Appendix A — Carbon removal startups and capture technology choices of tech companies
Tech companies have large carbon footprints due to their enormous power consumption in server stations around the world. This leads them to invest in carbon removal credit purchases. For example, Microsoft announced in July 2024 it will purchase 500,000 tons of carbon dioxide removal (CDR) credits of 1PointFive, a carbon capture, utilisation and sequestration (CCUS) subsidiary of Occidental Petroleum. The CO2 will be stored in the Stratos DAC facility in Ecor County, Texas, which aims to pump up to 500 kton of DAC sourced CO2 per year into the subsurface. Stratos is expected to be commercially operational in 2025. There will be an EPA approved monitoring program for Class VI injection wells, but there is no mention of SRMS-style capacity classification and reporting.
Other tech companies (Alphabet, Meta, Shopify and Stripe) have elected to purchase credits via carbon removal startup companies they help jumpstart in their Frontier initiative. Table A1 lists 41 projects contracted under a combination of Carbon Removal Purchase Agreements and Advance Market Commitments (2022-2024). The total carbon removal quantity under contract until 2030 is 26,031 tCO2. Thus far, participants come from the US (26), Canada (4), UK (3), Germany (2), Israel (2), Australia (2), Mexico (1), and Singapore (1).
The projects are focused on sequestration of carbon through (1) the weathering-enhanced mineralisation on crop fields, and its naturally present or artificially added micro-organisms, (2) mineralisation in the subsurface, (3) leaching mine tailings, (4) the turning of slag into carbonatite and road pavement, (5) the liming of river water and/or ocean water, (6) the biowaste disposal via injection into salt caverns, (7) the dumping of biowaste in anoxic
# Carbon removal solution
deep ocean basins, (8) the surface vaulting of biowaste, and (9) DAC units.
From a research perspective, no new technologies are proposed, because all of the concepts have been around for decades.
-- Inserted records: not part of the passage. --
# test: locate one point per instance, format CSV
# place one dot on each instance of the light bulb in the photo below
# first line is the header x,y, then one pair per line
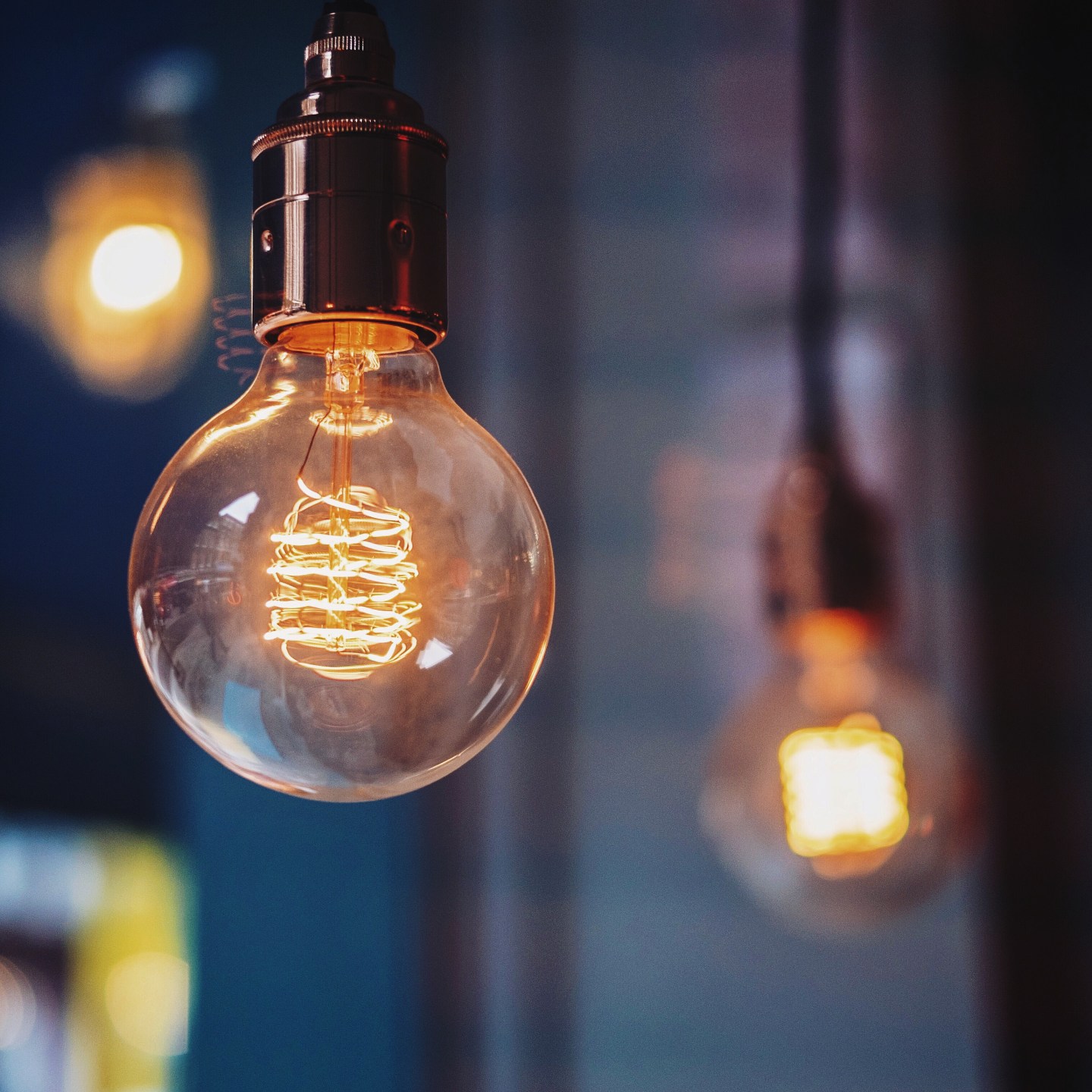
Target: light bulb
x,y
838,792
127,272
136,265
342,587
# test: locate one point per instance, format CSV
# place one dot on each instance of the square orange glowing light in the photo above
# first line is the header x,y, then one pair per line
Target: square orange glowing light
x,y
844,789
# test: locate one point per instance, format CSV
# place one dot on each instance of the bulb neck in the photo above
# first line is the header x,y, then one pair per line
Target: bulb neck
x,y
350,206
320,337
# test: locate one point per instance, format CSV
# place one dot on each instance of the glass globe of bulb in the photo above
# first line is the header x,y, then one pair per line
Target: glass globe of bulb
x,y
342,587
839,791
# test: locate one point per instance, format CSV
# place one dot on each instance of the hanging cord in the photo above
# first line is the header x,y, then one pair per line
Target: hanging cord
x,y
817,294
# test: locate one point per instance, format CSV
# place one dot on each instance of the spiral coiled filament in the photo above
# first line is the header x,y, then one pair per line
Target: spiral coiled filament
x,y
342,573
342,566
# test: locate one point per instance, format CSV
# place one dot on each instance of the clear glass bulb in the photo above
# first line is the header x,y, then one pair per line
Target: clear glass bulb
x,y
839,792
342,587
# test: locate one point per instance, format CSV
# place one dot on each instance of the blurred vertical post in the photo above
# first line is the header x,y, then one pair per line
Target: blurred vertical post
x,y
503,81
1020,93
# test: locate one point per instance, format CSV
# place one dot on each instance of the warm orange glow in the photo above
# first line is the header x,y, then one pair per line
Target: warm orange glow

But perhaps Frontiers’ funding and AMC may help to turn some ideas into practically implementable storage solutions. However, the pricing of the pilot studies of the 41 companies listed in Table A1 is still exceptionally high, reaching $1,960/tCO2, and with a mean price at $911/tCO2 Considering the current carbon taxation on average is $48.56/tCO2 in Europe, the project portfolio of Frontier (Table A1) only underscores how far away we still are in finding economically viable solutions for durable carbon capture solutions.